You need therefore to work out if this hack is used by a S2I builder image and set the S2I_BASH_ENV
environment variable so that the override assemble
script knows where this file is.
S2I_BASH_ENV=/opt/app-root/etc/scl_enable
To now add your own action hooks, create the following files as necessary:
- .s2i/action_hooks/pre_build
- .s2i/action_hooks/build_env
- .s2i/action_hooks/build
- .s2i/action_hooks/deploy_env
- .s2i/action_hooks/deploy
The pre_build
, build
and deploy
scripts must all be executable. This is necessary due to a bug in Docker support for some file systems. It is not possible for the assemble
script to do chmod +x
on scripts prior to running. If you forget the implementation of actions hooks provided will warn you.
The pre_build
, build
and deploy
scripts would normally be shell scripts, but could technically be any executable program you can run to do what you need. If using a shell script, it is recommended to set:
set -eo pipefail
so that the scripts will fail fast, with an error propagated back up to the assemble
or run
script. You can print out messages from these scripts if necessary to help debugging.
The build_env
and deploy_env
scripts must be shell scripts. They do not need to be executable nor have a #!
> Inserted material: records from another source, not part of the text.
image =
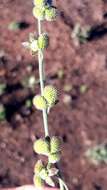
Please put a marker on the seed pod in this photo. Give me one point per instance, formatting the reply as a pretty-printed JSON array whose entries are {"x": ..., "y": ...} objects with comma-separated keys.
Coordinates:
[
  {"x": 43, "y": 174},
  {"x": 43, "y": 41},
  {"x": 40, "y": 3},
  {"x": 55, "y": 144},
  {"x": 38, "y": 182},
  {"x": 39, "y": 13},
  {"x": 34, "y": 46},
  {"x": 50, "y": 94},
  {"x": 50, "y": 182},
  {"x": 39, "y": 102},
  {"x": 53, "y": 158},
  {"x": 38, "y": 167},
  {"x": 51, "y": 13},
  {"x": 41, "y": 147}
]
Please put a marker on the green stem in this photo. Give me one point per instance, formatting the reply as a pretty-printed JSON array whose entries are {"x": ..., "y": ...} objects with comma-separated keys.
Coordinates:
[
  {"x": 62, "y": 184},
  {"x": 41, "y": 75}
]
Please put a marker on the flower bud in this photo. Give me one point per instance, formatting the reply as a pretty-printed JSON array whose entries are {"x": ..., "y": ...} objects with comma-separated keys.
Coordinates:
[
  {"x": 40, "y": 3},
  {"x": 43, "y": 174},
  {"x": 55, "y": 144},
  {"x": 33, "y": 46},
  {"x": 41, "y": 147},
  {"x": 38, "y": 182},
  {"x": 39, "y": 13},
  {"x": 50, "y": 94},
  {"x": 53, "y": 158},
  {"x": 38, "y": 167},
  {"x": 50, "y": 182},
  {"x": 43, "y": 41},
  {"x": 39, "y": 102},
  {"x": 51, "y": 13}
]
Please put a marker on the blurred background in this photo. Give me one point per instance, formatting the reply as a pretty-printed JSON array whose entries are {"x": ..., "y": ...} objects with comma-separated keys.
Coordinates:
[{"x": 76, "y": 63}]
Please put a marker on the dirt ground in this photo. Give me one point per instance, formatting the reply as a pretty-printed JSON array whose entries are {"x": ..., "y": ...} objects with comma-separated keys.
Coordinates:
[{"x": 82, "y": 123}]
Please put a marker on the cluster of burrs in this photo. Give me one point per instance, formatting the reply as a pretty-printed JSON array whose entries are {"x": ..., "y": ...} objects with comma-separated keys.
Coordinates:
[
  {"x": 43, "y": 173},
  {"x": 43, "y": 10}
]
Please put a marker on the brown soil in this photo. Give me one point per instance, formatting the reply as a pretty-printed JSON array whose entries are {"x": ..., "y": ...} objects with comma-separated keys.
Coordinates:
[{"x": 83, "y": 122}]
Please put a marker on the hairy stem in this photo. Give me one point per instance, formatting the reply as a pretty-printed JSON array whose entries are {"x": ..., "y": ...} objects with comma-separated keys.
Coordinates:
[{"x": 41, "y": 76}]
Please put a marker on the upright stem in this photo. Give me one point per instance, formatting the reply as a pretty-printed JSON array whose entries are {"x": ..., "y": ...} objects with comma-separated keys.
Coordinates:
[{"x": 41, "y": 76}]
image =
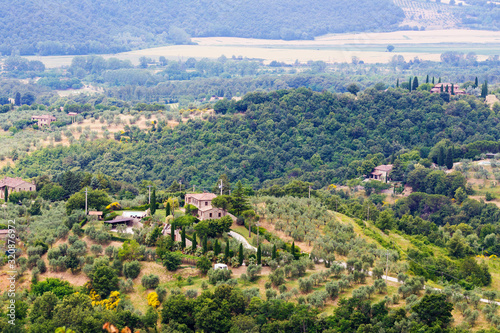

line. They will be executed inline to the assemble
and run
scripts, being interpreted as a bash
script.
These two scripts can be used to set any environment variables you need to set. It is not necessary to export variables as any variables set in the scripts will be automatically exported. Being evaluated as a shell script, you can include shell logic or use inline parameter substitution. You can thus do things like:
LOGLEVEL=${LOGLEVEL:-1}
Just keep in mind that if including complicated logic that requires temporary variables, that they will be automatically exported. You may wish to use shell functions and bash local variables to restrict what is exported to whatever is set at global scope.
You should not print any messages from deploy_env
as that will be executed for any shell session and the output may interfere with the result when running one off commands using oc exec
or oc rsh
.
You can see how the action hooks mechanism works by deploying this source code repository as an application under OpenShift 3 using the command:
oc new-app https://github.com/getwarped/action-hooks.git
This will deploy a small Python web application. You can check the build logs and logs for the pod to see progress messages as everything is being run, including output from the sample action hook scripts provided.